During the 17th century the French doctor Jean-Baptiste Denis performed the first recorded transfusion by infusing sheep's blood into a human being. Later attempts were also unsuccessful. Even when human blood was used the majority of recipients died because of blood incompatibility. With the discovery of the major blood groups and the introduction of blood typing in the 20th century, transfusion became routinely successful.

 

Transfusions still tend to cause the development of sensitivity and increase the possibility that the recipient will react to any later transfusions. Transmission of viral hepatitis was a major risk until a method of screening blood for infectivity was developed in the 1960’s; some other forms of hepatitis, however, are not detected by this test. In 1985 a test was introduced that screens donated blood for an antigen associated with AIDS.

 

For most of this century transfusion was accomplished with whole blood. Methods of separating blood into its components were devised during the 1960’s. Between 1970 and 1980 the use of these blood components became more frequent than the use of whole blood. Replacement with packed red blood cells (concentrated blood cells that have been separated from the blood plasma) is now the preferred treatment for most blood loss caused by injury or surgery.

 

In some instances the circulating blood volume can be depleted by loss of fluid but little or no loss of red cells. For example, this can occur soon after a severe burn, during peritonitis and after a limb has suffered a crush injury. The purpose of transfusion in these instances is to bring the amount of circulating fluid back to or towards normal. For such transfusions red blood cells are not necessary; plasma or, better, serum albumin, a plasma derivative, is more appropriate. Fresh-frozen plasma can be stored for as long as a year, but it still has the potential for transmitting hepatitis and is best used only when blood-clotting factors (proteins in the plasma that assist in the clotting process) are needed. Albumin solution, on the other hand, is heat-treated to destroy hepatitis infectivity. It is used in the management of shock and burns, and for some patients with kidney and liver disease. A less pure fraction of plasma called plasma protein fraction can be used for many of the same purposes.

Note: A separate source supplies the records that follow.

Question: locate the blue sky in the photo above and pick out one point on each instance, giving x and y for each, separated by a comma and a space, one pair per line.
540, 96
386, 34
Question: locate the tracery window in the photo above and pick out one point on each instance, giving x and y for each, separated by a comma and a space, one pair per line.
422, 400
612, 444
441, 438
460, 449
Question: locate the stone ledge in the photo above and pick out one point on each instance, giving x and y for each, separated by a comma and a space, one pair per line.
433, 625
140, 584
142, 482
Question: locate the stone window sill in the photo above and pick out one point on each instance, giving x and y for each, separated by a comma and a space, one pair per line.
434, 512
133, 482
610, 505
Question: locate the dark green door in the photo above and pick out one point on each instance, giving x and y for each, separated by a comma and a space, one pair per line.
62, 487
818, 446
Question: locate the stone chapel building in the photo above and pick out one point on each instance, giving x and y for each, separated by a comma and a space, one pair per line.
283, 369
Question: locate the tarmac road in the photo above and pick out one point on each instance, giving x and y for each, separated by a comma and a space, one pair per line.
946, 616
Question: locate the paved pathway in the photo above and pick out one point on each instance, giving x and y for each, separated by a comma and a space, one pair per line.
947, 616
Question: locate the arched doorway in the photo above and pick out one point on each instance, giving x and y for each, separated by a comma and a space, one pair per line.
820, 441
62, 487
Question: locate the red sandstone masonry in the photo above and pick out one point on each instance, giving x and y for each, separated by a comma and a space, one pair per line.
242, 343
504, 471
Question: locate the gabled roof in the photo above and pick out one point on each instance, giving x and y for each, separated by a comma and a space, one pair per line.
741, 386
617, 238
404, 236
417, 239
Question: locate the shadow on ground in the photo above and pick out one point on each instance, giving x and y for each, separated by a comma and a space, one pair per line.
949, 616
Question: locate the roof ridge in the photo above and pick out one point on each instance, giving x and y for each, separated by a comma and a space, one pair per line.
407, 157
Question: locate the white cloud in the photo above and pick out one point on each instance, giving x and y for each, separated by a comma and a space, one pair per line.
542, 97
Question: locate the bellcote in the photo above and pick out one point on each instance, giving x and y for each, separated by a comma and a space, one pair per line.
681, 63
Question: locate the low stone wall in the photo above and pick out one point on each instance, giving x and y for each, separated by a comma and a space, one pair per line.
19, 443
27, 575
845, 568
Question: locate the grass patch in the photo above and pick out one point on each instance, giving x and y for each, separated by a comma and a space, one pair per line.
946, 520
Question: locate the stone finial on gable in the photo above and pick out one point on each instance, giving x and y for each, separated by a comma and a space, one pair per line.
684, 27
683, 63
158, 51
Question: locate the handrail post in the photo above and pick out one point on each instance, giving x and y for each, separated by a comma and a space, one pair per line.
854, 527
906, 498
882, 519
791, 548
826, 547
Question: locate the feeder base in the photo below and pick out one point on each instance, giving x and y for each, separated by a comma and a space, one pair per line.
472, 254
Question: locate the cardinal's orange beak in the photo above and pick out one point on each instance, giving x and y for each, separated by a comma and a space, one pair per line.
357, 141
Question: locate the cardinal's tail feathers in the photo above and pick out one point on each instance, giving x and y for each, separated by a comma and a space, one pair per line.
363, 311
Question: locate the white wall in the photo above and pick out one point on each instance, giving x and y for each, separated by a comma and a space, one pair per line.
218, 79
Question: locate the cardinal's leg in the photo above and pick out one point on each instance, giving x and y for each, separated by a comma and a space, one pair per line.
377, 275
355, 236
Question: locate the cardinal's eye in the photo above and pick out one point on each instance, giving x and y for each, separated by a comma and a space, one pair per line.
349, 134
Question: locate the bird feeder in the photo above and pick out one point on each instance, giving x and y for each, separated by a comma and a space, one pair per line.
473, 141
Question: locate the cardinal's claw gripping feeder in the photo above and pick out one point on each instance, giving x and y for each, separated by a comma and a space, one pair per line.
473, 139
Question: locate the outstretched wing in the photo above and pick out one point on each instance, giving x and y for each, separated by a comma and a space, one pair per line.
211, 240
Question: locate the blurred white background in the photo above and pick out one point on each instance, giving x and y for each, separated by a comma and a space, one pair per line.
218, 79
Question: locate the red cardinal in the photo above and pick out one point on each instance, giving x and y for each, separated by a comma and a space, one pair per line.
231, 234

Clotting factors isolated from blood are used to treat some hereditary bleeding disorders such as hemophilia. Patients undergoing chemotherapy for cancer may have too few platelets, small blood components that help prevent or stop bleeding, both separate from and as part of the clotting process; they may be given an infusion of platelets to speed clotting.

 

Various synthetic plasma substitutes, such as the carbohydrate compound dextran, as well as various saline solutions, have been used in recent years to replenish the blood-fluid level that often falls dangerously low in cases of sudden shock. These substances, called plasma volume expanders, are more readily available than blood products. During the late 1970’s, a synthetic blood-carrying substance called Fluosol-DA, a fluorinated hydrocarbon, was successfully used in several patients who could not or, for religious reasons, would not receive transfusions of natural blood products. Research is also being conducted into ways of converting one blood type into another; if developed, this process would help increase the availability of blood products to all patients.

Albert Hustin 1882 – 1967

A test for blood type and prescription of anticoagulant are necessary when a blood transfusion is conducted. The use of citric acid for anticoagulant was reported by Hustin in 1914.

 

                       

 

Although blood can be transferred directly, the usual practice for hospitals is to use blood that has been collected earlier and stored in blood banks. The use of stored blood began during World War I, but the first large-scale blood bank was not created until 1940’s. Many health-care centers now maintain their own blood banks, using more than 98% volunteer donors. A donor supplies about 1 pint each time and samples are also taken for typing and screening.